Como é que essa avaliação é feita? Numa sala onde é garantida total privacidade, "as pessoas são levadas a observar filmes de conteúdo sexual (que produzem os estímulos sexuais) e, enquanto observam esses filmes, a sua resposta sexual está a ser medida por instrumentos próprios, colocados nos órgãos genitais", explica o investigador. Em simultâneo, são também medidas outras respostas fisiológicas, "como a frequência respiratória e cardíaca", acrescenta Pedro Nobre. No final de cada filme, são também colocadas algumas questões aos indivíduos, para avaliar "sentimentos e emoções, ou seja, as respostas subjectivas aos estímulos".
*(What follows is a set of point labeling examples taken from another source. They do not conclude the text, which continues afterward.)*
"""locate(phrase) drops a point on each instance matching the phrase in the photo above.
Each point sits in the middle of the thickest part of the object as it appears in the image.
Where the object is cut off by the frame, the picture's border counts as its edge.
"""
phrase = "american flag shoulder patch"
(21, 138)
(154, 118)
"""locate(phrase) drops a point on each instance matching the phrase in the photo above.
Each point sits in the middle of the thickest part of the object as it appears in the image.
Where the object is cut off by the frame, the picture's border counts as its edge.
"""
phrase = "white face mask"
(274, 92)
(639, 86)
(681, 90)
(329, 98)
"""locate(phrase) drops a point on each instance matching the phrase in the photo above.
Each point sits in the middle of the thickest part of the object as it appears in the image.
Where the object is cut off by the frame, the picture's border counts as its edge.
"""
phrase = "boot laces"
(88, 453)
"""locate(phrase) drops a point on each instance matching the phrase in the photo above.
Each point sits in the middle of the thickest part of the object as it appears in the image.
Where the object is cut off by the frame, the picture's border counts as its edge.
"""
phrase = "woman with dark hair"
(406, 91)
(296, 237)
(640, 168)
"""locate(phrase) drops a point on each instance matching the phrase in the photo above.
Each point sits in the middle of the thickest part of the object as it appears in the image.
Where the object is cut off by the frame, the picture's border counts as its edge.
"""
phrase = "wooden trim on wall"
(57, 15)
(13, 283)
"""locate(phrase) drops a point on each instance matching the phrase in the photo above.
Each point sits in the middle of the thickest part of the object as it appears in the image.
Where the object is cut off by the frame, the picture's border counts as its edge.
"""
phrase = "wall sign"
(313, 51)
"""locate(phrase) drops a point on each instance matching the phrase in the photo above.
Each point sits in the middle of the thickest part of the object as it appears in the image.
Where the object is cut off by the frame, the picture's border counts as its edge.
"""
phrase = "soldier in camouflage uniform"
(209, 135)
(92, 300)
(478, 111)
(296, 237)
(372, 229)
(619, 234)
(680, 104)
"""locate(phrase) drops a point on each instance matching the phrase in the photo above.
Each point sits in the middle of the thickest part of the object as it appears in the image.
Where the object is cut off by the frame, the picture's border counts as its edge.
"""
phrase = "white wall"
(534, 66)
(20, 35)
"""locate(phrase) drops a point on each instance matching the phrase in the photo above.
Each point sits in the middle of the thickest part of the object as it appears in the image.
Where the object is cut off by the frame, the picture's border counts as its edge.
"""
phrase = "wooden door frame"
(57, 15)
Três grandes projectosSerá graças a estas avaliações que os seis investigadores que integram o laboratório conseguirão alcançar contributos que permitam, por exemplo, "perceber o que explica a diferença entre homens e mulheres na resposta sexual, bem como perceber a discrepância que existe entre resposta fisiológica e subjectiva (sentimentos e emoções)", especifica o coordenador. Pedro Nobre não tem dúvidas de que este estudo, que deverá ficar concluído dentro de 12 ou 24 meses - dependendo da adesão dos voluntários -, "pode ter implicações para a própria promoção da saúde sexual", na certeza de que "esse bem-estar sexual está muito correlacionado com a saúde física e o bem-estar geral das pessoas".
Apesar de ainda agora estar a dar os primeiros passos, este laboratório, financiado pela Fundação para a Ciência e Tecnologia, já tem na calha outros três grandes projectos de investigação. Um deles pretende debruçar-se sobre "vulnerabilidade psicológica para as disfunções sexuais", revela o coordenador do SexLab. "Depois, pretendemos desenvolver um estudo longitudinal, que pretende avaliar as pessoas ao longo do tempo, anualmente. E temos também um outro, que já começou mas precisa de um novo impulso, e que pretende comparar pessoas de vários países", desvenda ainda Pedro Nobre.
Projectos e campos de estudo não faltam - o responsável do SexLab, com endereço na Internet em http://sexlab.web.ua.pt, é o primeiro a reconhecer que há ainda muito a fazer nesta área de estudo - mas, numa sociedade como a portuguesa, tida ainda como conservadora, a pergunta impõe-se: será fácil encontrar voluntários? "Há 15 anos que investigo esta área e sempre fui surpreendido pela positiva com a disponibilidade das pessoas para participarem em estudos", assevera o investigador. Ainda assim, Pedro Nobre reconhece que o que é agora pedido aos portugueses "é diferente de responder a questionários". De qualquer forma, os responsáveis pelo laboratório fazem questão de assegurar que não existirão constrangimentos para os voluntários, uma vez que a privacidade e identidade dos homens e mulheres são respeitadas ao máximo.